On Mon, Dec 13, 2021 at 05:11:38PM -0800, Greg Favor wrote:
I think this whole RAS-related topic in the current platform draft was to
establish some form of modest RAS requirement (versus no requirement) until
a proper RAS arch spec exists. Although even then (assuming that arch spec
is like x86 and ARM RAS specs that are just concerned with standardizing
RAS registers for logging and the mechanisms for reporting errors), there
still won't be any minimum requirement for actual error detection and
correction.
I agree. I think the RAS ISA would want to be about standardized error logging and reporting but not mandate what errors are detected/corrected and how they are corrected or contained.

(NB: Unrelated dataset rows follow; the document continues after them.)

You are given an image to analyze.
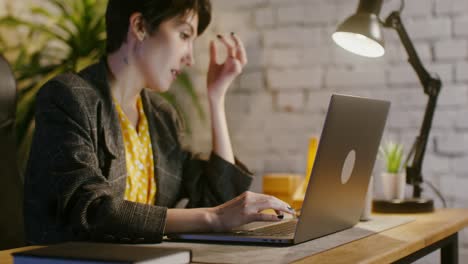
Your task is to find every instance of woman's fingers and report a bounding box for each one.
[249,213,281,222]
[218,35,236,58]
[231,32,247,65]
[210,41,218,65]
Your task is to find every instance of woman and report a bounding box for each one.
[25,0,292,244]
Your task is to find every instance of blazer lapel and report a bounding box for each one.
[80,57,127,186]
[141,89,178,206]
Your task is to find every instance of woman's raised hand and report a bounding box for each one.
[207,33,247,100]
[211,191,295,232]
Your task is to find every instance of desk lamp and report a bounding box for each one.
[332,0,442,213]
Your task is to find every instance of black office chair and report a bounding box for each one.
[0,55,25,250]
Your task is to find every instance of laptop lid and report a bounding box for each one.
[294,94,390,243]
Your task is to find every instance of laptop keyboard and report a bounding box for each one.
[241,221,297,236]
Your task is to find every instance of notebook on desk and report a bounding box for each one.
[168,94,390,245]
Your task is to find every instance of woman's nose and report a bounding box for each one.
[182,49,195,67]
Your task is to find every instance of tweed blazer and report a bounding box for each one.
[24,59,252,244]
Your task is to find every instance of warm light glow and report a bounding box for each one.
[332,32,385,58]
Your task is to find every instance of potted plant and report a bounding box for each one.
[379,142,406,200]
[0,0,204,178]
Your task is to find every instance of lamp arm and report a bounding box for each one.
[384,11,442,198]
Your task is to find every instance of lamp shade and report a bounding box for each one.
[332,12,385,58]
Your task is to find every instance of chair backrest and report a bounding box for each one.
[0,55,25,250]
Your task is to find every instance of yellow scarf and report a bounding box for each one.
[114,97,156,204]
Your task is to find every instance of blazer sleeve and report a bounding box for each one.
[183,151,253,208]
[165,103,253,208]
[26,81,167,243]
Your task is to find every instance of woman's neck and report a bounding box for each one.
[107,47,144,111]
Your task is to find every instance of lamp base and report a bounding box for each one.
[372,198,434,214]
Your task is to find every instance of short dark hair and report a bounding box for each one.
[106,0,211,54]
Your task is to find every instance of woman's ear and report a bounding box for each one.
[129,13,146,41]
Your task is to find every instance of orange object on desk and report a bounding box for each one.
[263,173,302,204]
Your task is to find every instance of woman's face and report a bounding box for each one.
[136,13,198,92]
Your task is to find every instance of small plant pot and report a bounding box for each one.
[382,172,406,200]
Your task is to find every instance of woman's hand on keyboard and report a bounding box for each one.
[209,192,295,232]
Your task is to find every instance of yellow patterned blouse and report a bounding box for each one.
[114,97,156,204]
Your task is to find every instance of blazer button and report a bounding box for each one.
[120,237,131,244]
[135,237,145,243]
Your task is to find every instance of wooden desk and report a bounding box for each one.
[0,209,468,264]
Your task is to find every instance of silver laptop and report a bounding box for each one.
[169,94,390,245]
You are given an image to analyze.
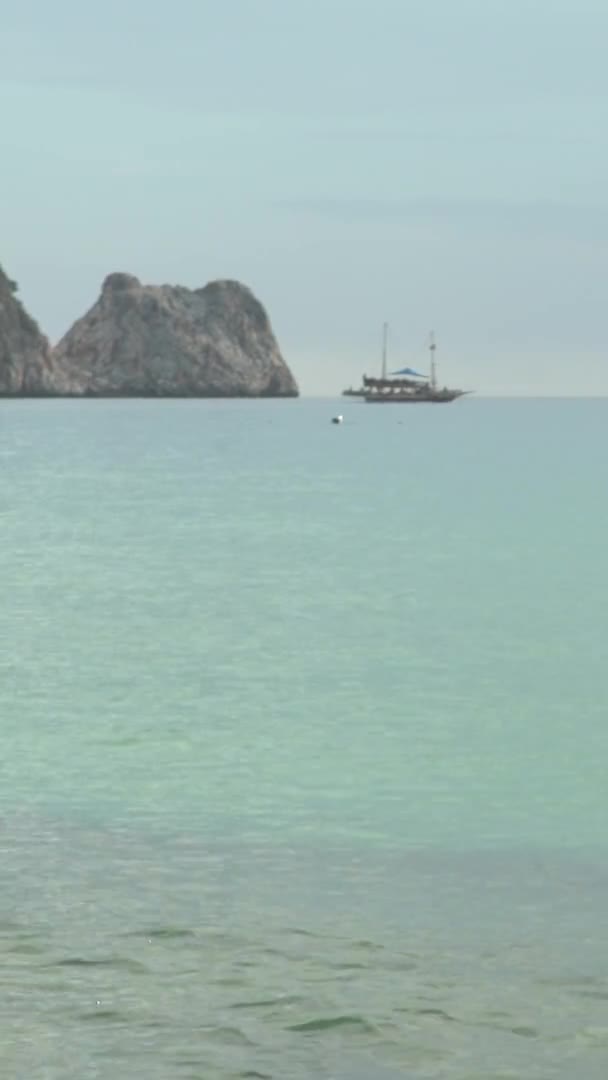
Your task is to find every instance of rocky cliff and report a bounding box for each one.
[0,267,51,396]
[52,273,298,397]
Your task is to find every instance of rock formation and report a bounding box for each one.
[52,273,298,397]
[0,267,51,396]
[0,268,298,397]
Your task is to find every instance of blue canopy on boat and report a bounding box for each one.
[391,367,429,379]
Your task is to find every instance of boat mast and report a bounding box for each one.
[429,333,437,390]
[382,323,389,379]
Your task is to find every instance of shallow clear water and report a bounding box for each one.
[0,400,608,1080]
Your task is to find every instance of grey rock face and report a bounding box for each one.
[0,267,51,396]
[51,273,298,397]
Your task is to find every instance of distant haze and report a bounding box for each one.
[0,0,608,394]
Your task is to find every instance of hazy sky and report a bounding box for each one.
[0,0,608,393]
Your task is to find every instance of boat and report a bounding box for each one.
[342,323,471,405]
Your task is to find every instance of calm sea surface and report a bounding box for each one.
[0,400,608,1080]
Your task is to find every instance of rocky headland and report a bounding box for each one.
[0,267,298,397]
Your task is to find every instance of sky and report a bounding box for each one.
[0,0,608,395]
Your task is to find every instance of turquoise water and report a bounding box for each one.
[0,400,608,1080]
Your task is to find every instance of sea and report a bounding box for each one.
[0,399,608,1080]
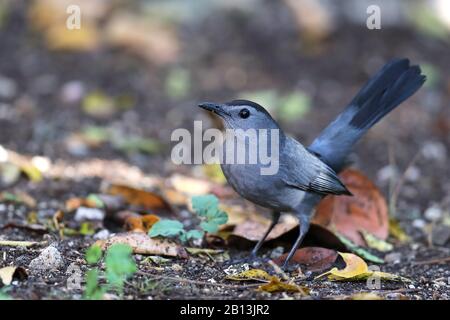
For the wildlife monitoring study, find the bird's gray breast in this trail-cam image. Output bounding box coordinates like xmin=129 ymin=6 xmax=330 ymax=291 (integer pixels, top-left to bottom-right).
xmin=221 ymin=134 xmax=304 ymax=211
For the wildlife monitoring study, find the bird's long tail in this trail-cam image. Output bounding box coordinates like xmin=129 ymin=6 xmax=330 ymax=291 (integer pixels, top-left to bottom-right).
xmin=309 ymin=59 xmax=426 ymax=172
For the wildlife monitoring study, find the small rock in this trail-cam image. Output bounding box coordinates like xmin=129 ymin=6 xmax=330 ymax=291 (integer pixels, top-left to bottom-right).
xmin=412 ymin=219 xmax=427 ymax=230
xmin=422 ymin=141 xmax=447 ymax=162
xmin=94 ymin=229 xmax=110 ymax=240
xmin=270 ymin=247 xmax=284 ymax=260
xmin=0 ymin=76 xmax=17 ymax=99
xmin=377 ymin=165 xmax=398 ymax=183
xmin=384 ymin=252 xmax=402 ymax=264
xmin=424 ymin=205 xmax=442 ymax=221
xmin=432 ymin=225 xmax=450 ymax=246
xmin=405 ymin=166 xmax=421 ymax=182
xmin=74 ymin=207 xmax=105 ymax=221
xmin=28 ymin=246 xmax=64 ymax=273
xmin=61 ymin=81 xmax=86 ymax=103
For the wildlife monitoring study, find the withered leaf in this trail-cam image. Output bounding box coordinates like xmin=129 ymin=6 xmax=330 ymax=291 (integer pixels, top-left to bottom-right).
xmin=95 ymin=232 xmax=188 ymax=258
xmin=275 ymin=247 xmax=338 ymax=272
xmin=313 ymin=169 xmax=389 ymax=246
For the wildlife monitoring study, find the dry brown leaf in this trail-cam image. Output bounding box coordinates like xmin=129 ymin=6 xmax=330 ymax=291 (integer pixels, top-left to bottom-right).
xmin=170 ymin=174 xmax=212 ymax=196
xmin=225 ymin=269 xmax=272 ymax=281
xmin=315 ymin=252 xmax=410 ymax=282
xmin=312 ymin=169 xmax=389 ymax=246
xmin=105 ymin=13 xmax=180 ymax=64
xmin=232 ymin=216 xmax=298 ymax=241
xmin=125 ymin=214 xmax=159 ymax=232
xmin=258 ymin=277 xmax=309 ymax=296
xmin=274 ymin=247 xmax=338 ymax=272
xmin=107 ymin=184 xmax=171 ymax=211
xmin=95 ymin=232 xmax=188 ymax=258
xmin=0 ymin=266 xmax=28 ymax=286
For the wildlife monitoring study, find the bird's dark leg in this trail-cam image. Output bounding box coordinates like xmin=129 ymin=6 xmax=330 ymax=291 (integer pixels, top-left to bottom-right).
xmin=282 ymin=217 xmax=309 ymax=270
xmin=250 ymin=211 xmax=280 ymax=258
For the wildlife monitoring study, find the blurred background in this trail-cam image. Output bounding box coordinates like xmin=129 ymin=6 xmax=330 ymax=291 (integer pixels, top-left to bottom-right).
xmin=0 ymin=0 xmax=450 ymax=219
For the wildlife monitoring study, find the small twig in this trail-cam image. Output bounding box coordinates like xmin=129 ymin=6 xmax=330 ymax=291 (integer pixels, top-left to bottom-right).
xmin=413 ymin=257 xmax=450 ymax=266
xmin=137 ymin=271 xmax=260 ymax=289
xmin=0 ymin=240 xmax=47 ymax=248
xmin=324 ymin=288 xmax=420 ymax=299
xmin=389 ymin=151 xmax=420 ymax=214
xmin=269 ymin=260 xmax=289 ymax=281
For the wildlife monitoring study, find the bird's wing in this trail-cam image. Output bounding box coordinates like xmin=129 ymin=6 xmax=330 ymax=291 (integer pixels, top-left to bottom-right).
xmin=280 ymin=138 xmax=351 ymax=195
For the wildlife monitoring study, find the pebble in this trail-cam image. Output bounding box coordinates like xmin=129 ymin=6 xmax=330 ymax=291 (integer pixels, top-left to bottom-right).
xmin=412 ymin=219 xmax=426 ymax=230
xmin=422 ymin=141 xmax=447 ymax=162
xmin=0 ymin=76 xmax=17 ymax=99
xmin=28 ymin=246 xmax=64 ymax=273
xmin=94 ymin=229 xmax=110 ymax=240
xmin=424 ymin=205 xmax=442 ymax=221
xmin=61 ymin=81 xmax=86 ymax=103
xmin=74 ymin=207 xmax=105 ymax=221
xmin=377 ymin=165 xmax=398 ymax=184
xmin=384 ymin=252 xmax=402 ymax=264
xmin=270 ymin=247 xmax=284 ymax=259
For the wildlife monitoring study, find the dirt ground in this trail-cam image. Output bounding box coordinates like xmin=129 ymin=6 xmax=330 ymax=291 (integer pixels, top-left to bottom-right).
xmin=0 ymin=1 xmax=450 ymax=299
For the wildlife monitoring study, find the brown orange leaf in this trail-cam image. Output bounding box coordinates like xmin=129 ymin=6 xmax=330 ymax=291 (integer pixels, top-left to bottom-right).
xmin=107 ymin=184 xmax=170 ymax=210
xmin=275 ymin=247 xmax=338 ymax=272
xmin=312 ymin=169 xmax=389 ymax=246
xmin=95 ymin=232 xmax=188 ymax=258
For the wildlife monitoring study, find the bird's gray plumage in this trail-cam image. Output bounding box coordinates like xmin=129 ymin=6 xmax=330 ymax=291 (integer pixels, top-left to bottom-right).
xmin=199 ymin=59 xmax=425 ymax=266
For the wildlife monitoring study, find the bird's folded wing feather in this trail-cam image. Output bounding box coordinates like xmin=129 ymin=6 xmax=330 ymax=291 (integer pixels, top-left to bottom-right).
xmin=280 ymin=139 xmax=351 ymax=195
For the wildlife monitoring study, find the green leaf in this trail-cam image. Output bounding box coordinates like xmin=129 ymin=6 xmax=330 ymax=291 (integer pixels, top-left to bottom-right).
xmin=200 ymin=221 xmax=219 ymax=233
xmin=208 ymin=211 xmax=228 ymax=225
xmin=84 ymin=269 xmax=106 ymax=300
xmin=80 ymin=221 xmax=95 ymax=236
xmin=335 ymin=232 xmax=384 ymax=263
xmin=192 ymin=194 xmax=219 ymax=217
xmin=148 ymin=219 xmax=184 ymax=238
xmin=86 ymin=245 xmax=102 ymax=264
xmin=105 ymin=243 xmax=137 ymax=293
xmin=86 ymin=193 xmax=105 ymax=209
xmin=186 ymin=230 xmax=205 ymax=240
xmin=165 ymin=67 xmax=191 ymax=99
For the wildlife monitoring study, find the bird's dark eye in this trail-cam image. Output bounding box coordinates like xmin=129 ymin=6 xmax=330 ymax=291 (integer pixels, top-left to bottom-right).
xmin=239 ymin=108 xmax=250 ymax=119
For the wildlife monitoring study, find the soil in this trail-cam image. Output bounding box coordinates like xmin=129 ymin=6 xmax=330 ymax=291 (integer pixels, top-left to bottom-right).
xmin=0 ymin=1 xmax=450 ymax=299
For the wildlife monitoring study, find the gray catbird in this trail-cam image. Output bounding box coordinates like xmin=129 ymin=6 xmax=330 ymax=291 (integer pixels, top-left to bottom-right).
xmin=199 ymin=59 xmax=425 ymax=268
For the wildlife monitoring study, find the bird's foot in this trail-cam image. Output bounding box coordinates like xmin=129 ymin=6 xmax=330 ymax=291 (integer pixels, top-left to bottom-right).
xmin=224 ymin=254 xmax=267 ymax=266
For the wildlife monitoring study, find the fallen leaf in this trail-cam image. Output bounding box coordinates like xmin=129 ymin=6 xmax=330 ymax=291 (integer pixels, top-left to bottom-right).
xmin=0 ymin=266 xmax=28 ymax=286
xmin=314 ymin=252 xmax=410 ymax=282
xmin=312 ymin=169 xmax=389 ymax=246
xmin=232 ymin=216 xmax=298 ymax=241
xmin=336 ymin=233 xmax=384 ymax=263
xmin=105 ymin=13 xmax=180 ymax=65
xmin=389 ymin=218 xmax=410 ymax=243
xmin=257 ymin=277 xmax=309 ymax=296
xmin=95 ymin=232 xmax=188 ymax=258
xmin=225 ymin=269 xmax=272 ymax=282
xmin=107 ymin=184 xmax=171 ymax=211
xmin=170 ymin=174 xmax=211 ymax=196
xmin=316 ymin=252 xmax=369 ymax=280
xmin=64 ymin=198 xmax=101 ymax=212
xmin=350 ymin=292 xmax=384 ymax=300
xmin=125 ymin=214 xmax=159 ymax=232
xmin=274 ymin=247 xmax=338 ymax=272
xmin=0 ymin=162 xmax=20 ymax=188
xmin=361 ymin=230 xmax=394 ymax=252
xmin=186 ymin=248 xmax=223 ymax=255
xmin=202 ymin=164 xmax=227 ymax=184
xmin=142 ymin=256 xmax=171 ymax=265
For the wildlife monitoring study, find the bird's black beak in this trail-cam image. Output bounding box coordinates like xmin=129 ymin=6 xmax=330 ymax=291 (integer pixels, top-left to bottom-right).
xmin=198 ymin=102 xmax=229 ymax=117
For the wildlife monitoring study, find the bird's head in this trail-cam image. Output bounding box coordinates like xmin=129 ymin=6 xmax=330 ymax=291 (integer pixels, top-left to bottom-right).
xmin=198 ymin=100 xmax=279 ymax=130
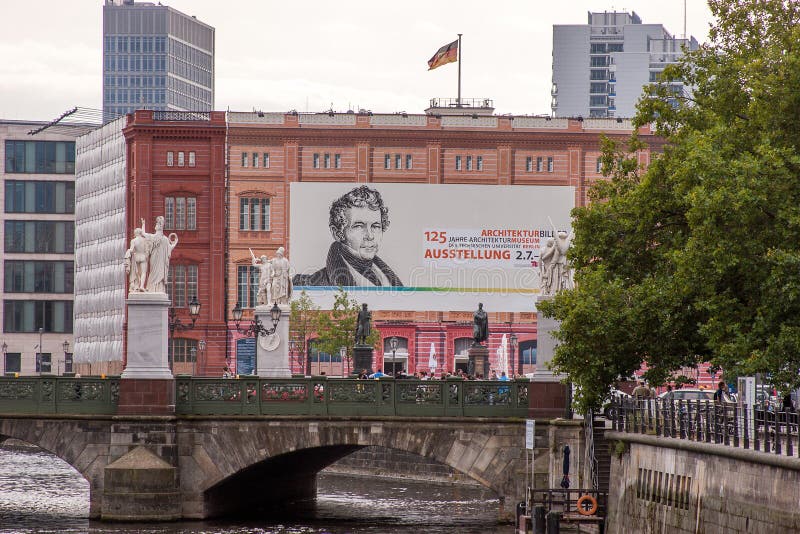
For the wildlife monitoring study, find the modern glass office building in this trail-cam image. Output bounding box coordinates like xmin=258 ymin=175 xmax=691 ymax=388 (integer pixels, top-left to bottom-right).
xmin=551 ymin=12 xmax=698 ymax=118
xmin=103 ymin=0 xmax=214 ymax=121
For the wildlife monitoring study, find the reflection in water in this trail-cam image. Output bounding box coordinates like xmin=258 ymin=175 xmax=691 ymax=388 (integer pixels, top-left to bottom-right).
xmin=0 ymin=446 xmax=513 ymax=534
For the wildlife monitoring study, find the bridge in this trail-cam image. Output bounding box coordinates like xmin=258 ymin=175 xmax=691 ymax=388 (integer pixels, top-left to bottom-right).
xmin=0 ymin=376 xmax=552 ymax=520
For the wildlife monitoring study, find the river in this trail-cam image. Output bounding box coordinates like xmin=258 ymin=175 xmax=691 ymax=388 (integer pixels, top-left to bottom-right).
xmin=0 ymin=446 xmax=513 ymax=534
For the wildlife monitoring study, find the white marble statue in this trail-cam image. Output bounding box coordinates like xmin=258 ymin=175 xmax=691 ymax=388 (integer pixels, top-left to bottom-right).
xmin=270 ymin=247 xmax=292 ymax=304
xmin=139 ymin=215 xmax=178 ymax=293
xmin=539 ymin=228 xmax=574 ymax=296
xmin=250 ymin=250 xmax=272 ymax=305
xmin=125 ymin=228 xmax=150 ymax=293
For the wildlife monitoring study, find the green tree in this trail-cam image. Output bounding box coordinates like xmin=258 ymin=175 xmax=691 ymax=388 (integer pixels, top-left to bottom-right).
xmin=289 ymin=291 xmax=320 ymax=375
xmin=316 ymin=287 xmax=380 ymax=376
xmin=542 ymin=0 xmax=800 ymax=409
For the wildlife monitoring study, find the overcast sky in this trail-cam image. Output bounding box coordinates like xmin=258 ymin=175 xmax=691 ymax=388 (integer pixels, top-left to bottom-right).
xmin=0 ymin=0 xmax=712 ymax=120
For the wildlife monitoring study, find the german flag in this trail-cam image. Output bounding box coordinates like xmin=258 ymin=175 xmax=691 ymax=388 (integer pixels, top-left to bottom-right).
xmin=428 ymin=39 xmax=458 ymax=70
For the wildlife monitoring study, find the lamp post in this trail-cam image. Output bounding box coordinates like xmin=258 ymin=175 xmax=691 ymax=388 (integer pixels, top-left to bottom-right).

For example, even in x86 and ARM space there are many product segments which have varying degrees of resilience but the RAS architecture flexibly covers the full spectrum of implementations between multiple x86 and ARM vendors.
Fundamentally, should the Server platform spec mandate ANY error
detection/correction requirements, or just leave it as a wild west among
hardware developers to individually and eventually figure out where the
line exists as far as the basic needs for RAS in *Server*-compliant
platforms? And leave it for system integrators to discover that some
Server-compliant hardware has less than "basic" RAS?
This was one of the source of my questions. If the platform specifications intent is to specify the SEE, ISA and non-ISA hardware - the hardware/software contract - as visible to software so that a shrink wrapped operating system can load then I would say its not the platform specifications role to teach how to design resilient hardware. If the goal of the platform specification is to teach hardware designers about how to design resilient hardware then I think the specification falls short in many ways...I think you also hit upon that in the next statement.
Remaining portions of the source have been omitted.